Aucune case n’était prévue pour nous, aucun rôle pré-écrit à notre intention.
Mais, ne pas avoir d’existence dans cette société-là n’avait rien d’une punition et tout d’une chance.
L’important était de s’imaginer, de se rêver.
Certains choisissaient de se projeter dans un personnage de leur création
– silhouette de conspirateur tsariste aperçue dans un film muet, costume de vamp latine rayonnant dans une comédie musicale désuète, image de poète dadaïste invité à un bal travesti – avant de disparaître très vite.

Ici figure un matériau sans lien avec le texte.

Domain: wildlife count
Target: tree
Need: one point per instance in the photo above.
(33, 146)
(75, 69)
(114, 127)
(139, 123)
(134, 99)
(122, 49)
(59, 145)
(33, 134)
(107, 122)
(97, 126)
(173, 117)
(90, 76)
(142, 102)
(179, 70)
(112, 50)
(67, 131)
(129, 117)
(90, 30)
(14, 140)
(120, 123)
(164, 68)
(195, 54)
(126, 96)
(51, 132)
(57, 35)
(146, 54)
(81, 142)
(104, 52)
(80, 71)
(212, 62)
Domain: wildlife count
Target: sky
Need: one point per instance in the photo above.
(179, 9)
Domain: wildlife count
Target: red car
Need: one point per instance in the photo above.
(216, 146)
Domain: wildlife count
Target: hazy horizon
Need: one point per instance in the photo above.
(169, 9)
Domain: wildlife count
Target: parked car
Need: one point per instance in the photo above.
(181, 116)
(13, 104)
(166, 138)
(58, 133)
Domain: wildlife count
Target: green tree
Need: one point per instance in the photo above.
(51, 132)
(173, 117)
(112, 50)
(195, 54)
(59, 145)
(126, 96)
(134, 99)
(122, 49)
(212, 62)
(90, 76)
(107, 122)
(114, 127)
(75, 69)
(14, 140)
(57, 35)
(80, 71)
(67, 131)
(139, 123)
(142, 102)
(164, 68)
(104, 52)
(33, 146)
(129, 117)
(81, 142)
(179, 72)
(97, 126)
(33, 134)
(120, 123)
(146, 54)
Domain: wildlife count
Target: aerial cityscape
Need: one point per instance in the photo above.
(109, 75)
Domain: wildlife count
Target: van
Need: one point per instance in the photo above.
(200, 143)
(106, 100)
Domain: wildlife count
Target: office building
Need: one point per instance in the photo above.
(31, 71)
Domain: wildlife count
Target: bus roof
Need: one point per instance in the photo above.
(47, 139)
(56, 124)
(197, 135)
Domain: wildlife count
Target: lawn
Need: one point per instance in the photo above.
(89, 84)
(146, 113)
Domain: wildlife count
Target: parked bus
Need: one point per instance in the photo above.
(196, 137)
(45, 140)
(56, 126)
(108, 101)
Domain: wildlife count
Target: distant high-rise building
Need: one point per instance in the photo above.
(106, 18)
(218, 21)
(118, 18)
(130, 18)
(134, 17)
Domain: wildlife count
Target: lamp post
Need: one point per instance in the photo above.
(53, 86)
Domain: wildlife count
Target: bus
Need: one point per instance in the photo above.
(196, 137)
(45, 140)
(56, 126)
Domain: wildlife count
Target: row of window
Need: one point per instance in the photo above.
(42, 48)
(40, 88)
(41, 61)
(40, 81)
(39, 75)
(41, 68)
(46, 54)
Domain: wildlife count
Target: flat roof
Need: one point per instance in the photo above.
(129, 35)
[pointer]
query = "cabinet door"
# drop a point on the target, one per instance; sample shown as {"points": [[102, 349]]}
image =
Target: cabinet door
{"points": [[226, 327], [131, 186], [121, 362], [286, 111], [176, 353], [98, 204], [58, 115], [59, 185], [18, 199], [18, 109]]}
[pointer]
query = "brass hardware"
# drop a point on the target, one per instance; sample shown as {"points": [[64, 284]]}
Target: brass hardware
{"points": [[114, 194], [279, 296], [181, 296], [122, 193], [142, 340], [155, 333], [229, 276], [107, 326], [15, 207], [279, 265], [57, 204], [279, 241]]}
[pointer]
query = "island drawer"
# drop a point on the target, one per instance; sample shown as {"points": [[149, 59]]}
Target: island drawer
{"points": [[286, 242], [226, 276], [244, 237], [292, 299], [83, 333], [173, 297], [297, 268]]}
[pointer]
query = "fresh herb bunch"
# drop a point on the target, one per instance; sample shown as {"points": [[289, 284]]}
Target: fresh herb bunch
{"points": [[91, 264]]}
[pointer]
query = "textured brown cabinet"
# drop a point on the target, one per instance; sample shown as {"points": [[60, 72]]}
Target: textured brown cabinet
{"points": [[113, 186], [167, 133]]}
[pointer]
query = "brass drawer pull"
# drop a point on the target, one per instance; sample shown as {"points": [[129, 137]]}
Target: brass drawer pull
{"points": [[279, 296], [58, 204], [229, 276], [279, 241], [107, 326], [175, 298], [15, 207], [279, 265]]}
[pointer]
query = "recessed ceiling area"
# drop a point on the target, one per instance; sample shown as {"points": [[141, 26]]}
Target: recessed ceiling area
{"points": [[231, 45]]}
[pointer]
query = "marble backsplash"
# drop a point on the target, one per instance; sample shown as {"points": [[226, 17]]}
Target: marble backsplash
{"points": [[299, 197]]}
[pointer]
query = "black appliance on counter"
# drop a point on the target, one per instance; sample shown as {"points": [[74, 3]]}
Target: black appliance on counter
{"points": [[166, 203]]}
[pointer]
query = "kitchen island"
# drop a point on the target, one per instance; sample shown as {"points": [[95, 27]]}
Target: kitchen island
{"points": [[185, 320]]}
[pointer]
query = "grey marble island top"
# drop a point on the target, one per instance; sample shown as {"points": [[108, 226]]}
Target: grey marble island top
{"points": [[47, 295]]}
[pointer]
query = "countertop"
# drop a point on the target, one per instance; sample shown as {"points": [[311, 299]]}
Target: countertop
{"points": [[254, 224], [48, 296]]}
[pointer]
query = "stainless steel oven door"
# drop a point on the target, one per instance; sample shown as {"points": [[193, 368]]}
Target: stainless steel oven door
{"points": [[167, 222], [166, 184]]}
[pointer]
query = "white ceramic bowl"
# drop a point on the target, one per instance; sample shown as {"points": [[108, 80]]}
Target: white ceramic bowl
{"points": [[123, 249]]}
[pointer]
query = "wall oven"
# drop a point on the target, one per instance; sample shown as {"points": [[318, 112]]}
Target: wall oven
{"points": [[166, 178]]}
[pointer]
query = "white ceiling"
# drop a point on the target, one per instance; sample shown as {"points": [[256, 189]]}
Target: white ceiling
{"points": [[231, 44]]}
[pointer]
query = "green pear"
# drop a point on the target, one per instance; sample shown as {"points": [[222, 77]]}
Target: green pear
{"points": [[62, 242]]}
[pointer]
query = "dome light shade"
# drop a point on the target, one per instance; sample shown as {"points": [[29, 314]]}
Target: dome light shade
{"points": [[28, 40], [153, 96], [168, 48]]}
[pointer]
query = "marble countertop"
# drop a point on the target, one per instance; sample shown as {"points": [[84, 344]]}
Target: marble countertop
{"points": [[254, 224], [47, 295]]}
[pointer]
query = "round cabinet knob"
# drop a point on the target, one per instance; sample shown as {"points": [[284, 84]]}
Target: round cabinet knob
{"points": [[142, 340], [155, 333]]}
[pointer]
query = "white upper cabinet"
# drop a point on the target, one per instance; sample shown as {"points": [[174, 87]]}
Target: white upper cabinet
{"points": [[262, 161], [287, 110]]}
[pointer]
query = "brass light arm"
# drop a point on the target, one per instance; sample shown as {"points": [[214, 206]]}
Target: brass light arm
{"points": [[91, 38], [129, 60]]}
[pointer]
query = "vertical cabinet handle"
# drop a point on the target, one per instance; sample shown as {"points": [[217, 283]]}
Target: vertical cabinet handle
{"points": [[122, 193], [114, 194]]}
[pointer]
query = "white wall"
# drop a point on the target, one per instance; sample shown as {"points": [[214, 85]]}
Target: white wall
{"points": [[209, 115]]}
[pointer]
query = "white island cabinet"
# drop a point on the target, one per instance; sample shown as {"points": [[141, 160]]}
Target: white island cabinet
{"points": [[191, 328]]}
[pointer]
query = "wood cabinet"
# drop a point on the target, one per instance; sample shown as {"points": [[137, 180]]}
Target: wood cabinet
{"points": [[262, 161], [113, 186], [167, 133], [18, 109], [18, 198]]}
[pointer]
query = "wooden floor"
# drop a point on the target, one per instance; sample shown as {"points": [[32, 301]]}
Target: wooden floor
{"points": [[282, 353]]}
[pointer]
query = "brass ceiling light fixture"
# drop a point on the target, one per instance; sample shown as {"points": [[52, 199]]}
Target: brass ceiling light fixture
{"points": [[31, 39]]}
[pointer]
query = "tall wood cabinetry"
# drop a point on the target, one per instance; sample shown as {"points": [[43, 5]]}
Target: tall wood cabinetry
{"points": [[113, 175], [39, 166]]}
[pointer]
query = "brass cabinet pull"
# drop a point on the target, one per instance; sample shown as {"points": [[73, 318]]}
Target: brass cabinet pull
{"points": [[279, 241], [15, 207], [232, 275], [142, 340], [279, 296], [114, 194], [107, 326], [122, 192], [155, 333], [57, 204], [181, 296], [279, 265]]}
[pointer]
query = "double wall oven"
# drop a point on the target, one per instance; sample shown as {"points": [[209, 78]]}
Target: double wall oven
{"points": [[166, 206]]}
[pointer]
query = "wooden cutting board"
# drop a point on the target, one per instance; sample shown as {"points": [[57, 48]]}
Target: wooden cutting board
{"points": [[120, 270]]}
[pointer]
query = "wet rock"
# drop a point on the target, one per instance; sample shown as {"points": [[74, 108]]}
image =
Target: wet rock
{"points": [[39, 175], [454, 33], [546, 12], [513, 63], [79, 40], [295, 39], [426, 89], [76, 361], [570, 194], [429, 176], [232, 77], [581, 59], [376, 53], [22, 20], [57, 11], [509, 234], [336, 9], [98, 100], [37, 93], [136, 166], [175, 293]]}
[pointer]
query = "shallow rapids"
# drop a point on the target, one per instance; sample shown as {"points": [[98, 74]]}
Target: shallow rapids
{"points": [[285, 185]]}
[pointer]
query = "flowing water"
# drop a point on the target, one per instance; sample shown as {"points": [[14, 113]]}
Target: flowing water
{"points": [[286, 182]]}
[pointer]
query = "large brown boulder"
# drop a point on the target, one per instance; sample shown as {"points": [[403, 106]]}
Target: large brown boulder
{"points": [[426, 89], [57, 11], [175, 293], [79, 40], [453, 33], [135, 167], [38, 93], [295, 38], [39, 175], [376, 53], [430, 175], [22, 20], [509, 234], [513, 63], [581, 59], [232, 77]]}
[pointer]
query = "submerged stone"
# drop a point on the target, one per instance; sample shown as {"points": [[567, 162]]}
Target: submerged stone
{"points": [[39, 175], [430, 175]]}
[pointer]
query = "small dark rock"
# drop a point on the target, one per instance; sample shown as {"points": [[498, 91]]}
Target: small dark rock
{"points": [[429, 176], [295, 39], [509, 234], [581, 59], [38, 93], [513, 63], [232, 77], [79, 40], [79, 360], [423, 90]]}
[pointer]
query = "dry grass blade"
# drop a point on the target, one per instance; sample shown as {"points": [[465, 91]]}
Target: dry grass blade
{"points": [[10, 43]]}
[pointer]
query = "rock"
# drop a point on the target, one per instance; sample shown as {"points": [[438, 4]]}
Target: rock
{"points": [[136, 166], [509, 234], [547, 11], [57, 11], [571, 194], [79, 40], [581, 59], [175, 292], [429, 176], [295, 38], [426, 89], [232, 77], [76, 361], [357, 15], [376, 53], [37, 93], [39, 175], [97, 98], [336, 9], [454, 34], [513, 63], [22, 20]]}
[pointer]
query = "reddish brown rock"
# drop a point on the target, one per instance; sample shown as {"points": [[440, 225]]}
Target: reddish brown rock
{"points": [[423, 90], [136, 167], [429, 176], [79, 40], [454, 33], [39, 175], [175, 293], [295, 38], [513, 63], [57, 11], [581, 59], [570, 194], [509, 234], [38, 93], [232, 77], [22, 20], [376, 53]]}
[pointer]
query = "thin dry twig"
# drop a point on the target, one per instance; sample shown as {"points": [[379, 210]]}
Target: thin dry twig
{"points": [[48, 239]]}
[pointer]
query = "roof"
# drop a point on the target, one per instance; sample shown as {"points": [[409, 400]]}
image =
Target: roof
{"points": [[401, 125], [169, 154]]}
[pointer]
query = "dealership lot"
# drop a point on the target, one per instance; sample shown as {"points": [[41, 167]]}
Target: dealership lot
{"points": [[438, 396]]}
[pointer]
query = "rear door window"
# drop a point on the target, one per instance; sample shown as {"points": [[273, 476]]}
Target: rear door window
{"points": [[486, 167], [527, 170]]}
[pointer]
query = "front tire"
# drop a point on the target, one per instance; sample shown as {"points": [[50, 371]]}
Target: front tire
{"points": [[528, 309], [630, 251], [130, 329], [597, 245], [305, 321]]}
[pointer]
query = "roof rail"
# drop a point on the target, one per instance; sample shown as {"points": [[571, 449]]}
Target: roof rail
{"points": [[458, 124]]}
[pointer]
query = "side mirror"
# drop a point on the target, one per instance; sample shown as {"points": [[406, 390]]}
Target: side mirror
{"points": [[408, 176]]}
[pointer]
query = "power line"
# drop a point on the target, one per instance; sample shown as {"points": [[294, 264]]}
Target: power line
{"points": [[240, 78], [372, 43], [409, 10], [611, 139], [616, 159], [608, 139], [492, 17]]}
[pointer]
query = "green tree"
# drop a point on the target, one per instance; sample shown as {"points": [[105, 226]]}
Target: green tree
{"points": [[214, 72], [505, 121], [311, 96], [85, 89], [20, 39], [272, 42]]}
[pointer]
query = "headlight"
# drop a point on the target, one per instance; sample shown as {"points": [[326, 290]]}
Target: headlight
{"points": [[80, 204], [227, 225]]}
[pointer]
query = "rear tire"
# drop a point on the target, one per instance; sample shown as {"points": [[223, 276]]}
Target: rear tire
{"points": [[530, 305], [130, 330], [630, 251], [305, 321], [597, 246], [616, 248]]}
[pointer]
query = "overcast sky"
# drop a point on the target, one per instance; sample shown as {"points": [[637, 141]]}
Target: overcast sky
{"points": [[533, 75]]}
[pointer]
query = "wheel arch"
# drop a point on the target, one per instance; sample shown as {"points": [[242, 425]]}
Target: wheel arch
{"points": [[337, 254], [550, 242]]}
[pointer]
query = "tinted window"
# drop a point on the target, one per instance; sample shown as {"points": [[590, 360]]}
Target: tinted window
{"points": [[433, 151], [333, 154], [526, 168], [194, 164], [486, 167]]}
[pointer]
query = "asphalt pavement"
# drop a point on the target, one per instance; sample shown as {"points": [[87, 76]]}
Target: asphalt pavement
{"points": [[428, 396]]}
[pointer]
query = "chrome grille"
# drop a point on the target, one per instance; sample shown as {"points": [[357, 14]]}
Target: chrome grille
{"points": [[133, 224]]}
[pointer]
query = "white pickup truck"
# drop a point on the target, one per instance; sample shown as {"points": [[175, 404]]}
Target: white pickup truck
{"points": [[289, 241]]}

Leurs modèles mêmes étaient souvent des clichés en noir et blanc.
Et puis, un jour, la machine sociale les avalait.
Du jour au lendemain il leur fallait adopter un rôle terne dans une vie terne.
Alors l’être surnaturel qu’ils avaient été se fondait dans la platitude.
Ou bien ils disparaissaient pour de bon : ils se dissolvaient dans les drogues et mouraient jeunes.
Sans parler des suicides qu’on apprenait par hasard, longtemps après.
Souvent, ils n’avaient eu que des prénoms ou des surnoms, personne ne savait au juste comment ils s’appelaient, où ils habitaient.
Ils ne laissaient pas de trace.
Pourquoi ces photos vibrent-elles encore d’une telle intensité ?
Parce qu’elles montrent des humains tendus vers le seul désir d’être des personnages, dont le reflet disait, et même criait, toute la profondeur.
Chez eux, nulle psychologie, nul « ressenti », nul « vécu ».
Ils furent des demi-dieux brièvement de passage parmi nous, qui nous firent le don généreux de leur beauté bizarre et sans suite.
Ils ont été la gloire d’une jeunesse qui n’eut d’autre orgueil que son trouble et son vertige de scintiller au bord du précipice.